Ini lah kisah Manggala dari kelana jauh pelosok desa. Dia yang berpunya ajaran teguh nan paham gerakan harimau hitam walau secuil saja tak hiraukan banyak aral rintang berduyun. Waktu Maghrib, selepas dia mandi dan sandarkan diri di bawah pohon mangga. Masih senja pula waktu itu.

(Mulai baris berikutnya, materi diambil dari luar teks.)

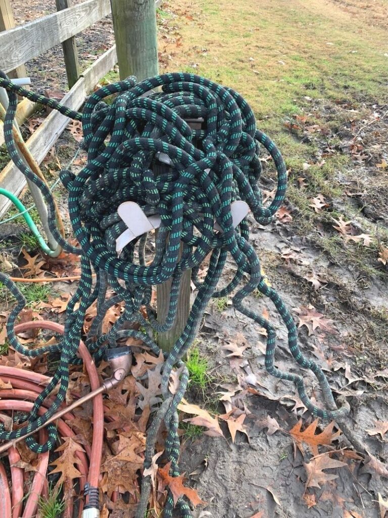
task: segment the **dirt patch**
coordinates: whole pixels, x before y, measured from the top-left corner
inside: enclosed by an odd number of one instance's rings
[[[15,4],[17,15],[23,8]],[[341,452],[352,446],[359,449],[361,444],[361,453],[367,450],[381,463],[388,462],[386,436],[368,431],[376,421],[388,421],[387,268],[382,254],[388,247],[388,117],[382,86],[386,49],[381,48],[386,24],[385,4],[370,5],[376,16],[366,8],[369,4],[356,0],[324,5],[293,0],[253,7],[248,1],[188,4],[178,0],[165,3],[158,14],[161,69],[194,72],[236,88],[253,106],[259,127],[283,151],[289,177],[284,210],[265,229],[251,220],[250,240],[269,281],[300,324],[304,353],[318,362],[336,397],[346,397],[351,406],[344,434],[319,449],[333,451],[332,458],[345,465],[326,472],[336,478],[306,490],[303,463],[312,462],[311,452],[304,457],[294,452],[290,430],[300,419],[307,427],[311,416],[292,384],[265,371],[260,326],[235,311],[230,300],[212,303],[197,343],[208,362],[212,381],[204,391],[191,383],[187,398],[212,415],[235,409],[235,415],[246,416],[246,433],[237,431],[232,442],[220,418],[223,438],[198,438],[200,431],[193,440],[184,421],[190,416],[181,413],[182,467],[208,502],[197,516],[378,518],[378,494],[388,496],[382,468],[380,474],[377,469],[374,472],[367,458]],[[32,16],[46,8],[41,3],[34,5]],[[18,16],[20,21],[22,15]],[[112,37],[110,24],[106,21],[106,33],[98,26],[81,37],[86,61],[88,49],[99,49],[104,38]],[[37,65],[40,72],[46,66],[51,70],[48,82],[50,77],[56,80],[52,65],[47,64],[50,60],[63,70],[61,51],[57,49]],[[27,69],[35,73],[28,65]],[[33,77],[34,88],[47,87],[37,70]],[[59,84],[65,83],[62,74]],[[68,132],[56,146],[62,164],[75,152],[71,139]],[[261,186],[269,199],[274,172],[264,154],[262,161]],[[51,161],[46,165],[53,179],[58,168]],[[66,216],[65,193],[57,192]],[[339,225],[343,233],[335,228]],[[368,244],[360,237],[364,235],[369,236]],[[20,242],[16,238],[11,245],[11,260],[22,266]],[[225,282],[235,269],[229,261]],[[71,286],[55,289],[66,295]],[[273,307],[258,295],[248,300],[268,314],[277,329],[277,365],[303,372],[309,394],[321,403],[317,384],[292,359],[286,330]],[[324,325],[314,329],[303,325],[300,316],[309,311],[318,313]],[[225,346],[231,343],[247,347],[241,356],[228,357]],[[277,423],[272,434],[262,425],[268,416]],[[317,433],[327,424],[320,422]]]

Belanda dengan berbondong banyak bersenjatakan lengkap mencari keberadaan Manggala. "Mana Manggala, lelaki tak tahu diri itu, rupa dia yang buruk itu ingin sekali aku nak hajar," ucap Manggala. Manggala dengar suara beberapa legiun Belanda datang berduyun sahaja ke rumah. Dia pegang rumput sejengkal, dia bacakan mantera sejumput lalu dia kibaskan ke seluruh badan dia itu. Anehnya, Manggala tak ketahuan walau telah berada dekat tangan dari legiun Belanda. Manggala meniupkan penidur pada beberapa orang Belanda. Mereka semua jatuh terjerembab. Semua senjata mereka Manggala ambil dan buang ke sungai. Hanya sebuah pistol mini saja Manggala bawa dan rampas dari saku legiun Belanda itu.

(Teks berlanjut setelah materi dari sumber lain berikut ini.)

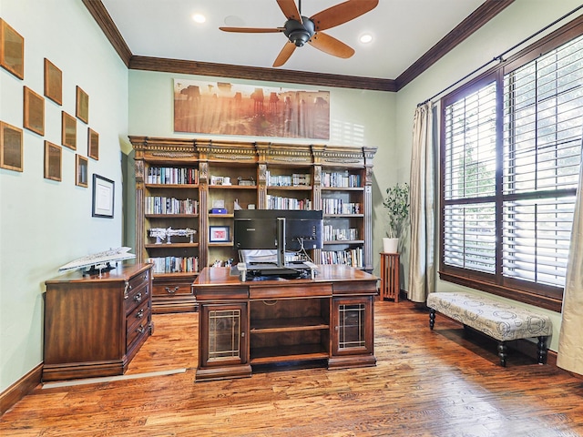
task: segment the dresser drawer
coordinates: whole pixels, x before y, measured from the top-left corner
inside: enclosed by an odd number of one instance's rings
[[[150,290],[149,282],[140,282],[139,286],[134,287],[131,290],[128,289],[128,298],[126,298],[126,314],[133,311],[141,305],[142,302],[149,300]]]
[[[138,337],[145,335],[149,329],[150,319],[150,302],[146,300],[138,308],[136,308],[126,319],[126,347],[130,348],[131,344],[138,340]]]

Manggala teringatkan pesan bapa dia sebelum bermula raib ke alam malakut, "Jikalau kau nak beriangkan hidup di dunia yang nyaman, pindahlah lagi dari tempat semula kejahatan itu bermula."
Manggala seperti terketuk terhantam badai ingatan pada pundaknya. Dia bawa lari keris Perak jauh tinggalkan beberapa legiun Belanda itu. Dia hampirkan beberapa doa meminta keselamatan dari kejaran pasukan pengawal Belanda itu. Merantau lah dia ke Sarawak Malaysia. Dengan bantuan Tun Datok Seri Besari, bergelar Maha Ratu Adil  dari lembah Kabut, Manggala meminta dihantarkan sampai ke tujuan di tepi dermaga pelabuhan nak menumpang kapal pedagang berlabuh ke negeri orang.
"Putra, Hai Pandeka, kau nak bawa dirimu ke asal, sulit hidup berbekal keserakahan dan napsu. Harus berani berlapar, berdahaga, juga bergaul di negeri orang. Kau yang tak bawa apapun di negeri orang, masih suka mencium aroma tembakau. Aku rasa urungkan saja niat kau itu," ucap Datok Seri Besari.
Tun Datok tak ingin dia sampai ke negeri orang, sebab Tun Datok paham bahwa Manggala masihlah anak kecil. Tak bisa bawa sendiri. Masih belum memiliki keberanian sebagai lelaki.
"Beberapa legiun Belanda sedang incar hamba, hamba tak berani kalau mesti hidup di sini. Tolonglah hamba!"
Tun Datok merasa iba dan memanggil Tun Kelir menghampirinya untuk hantar Manggala ke tepi dermaga nak berlabuh hari itu pula.
"Kau, bawalah anak ini dan jaga keselamatan dia," berseru Tun Datok.
Tun Datok membawakan dia kembang sepasang yang melambangkan jangan lupa sesulit mencari di negeri orang, mestilah berjodoh pula. Akhirnya, dia pun berangkat. Dengan pakaian hitam-hitam mereka berselinap melalui jalan-jalan menyamar sebagai rakyat biasa. Segerombolan legiun Belanda pun mencari Manggala beserta anak buahnya dan menabrak-nabrak orang di jalan.
"Pasukan, itu nampak aku curigai bahwa dia itu buronan yang kita cari. Tembak saja," ucap legiun Belanda. Penjajah itu mencoba menembak kepala musuh. Akan tetapi peluru itu berhasil meleset dari badan Manggala. Tun Kelir pun meloncat, ikut Manggala ke kapal naik kapal sampai ke tujuan. Tun Kelir memutus tali kapal, segera berangkat dan terpaksa meninggalkan legiun  penjajah itu ke Sarawak.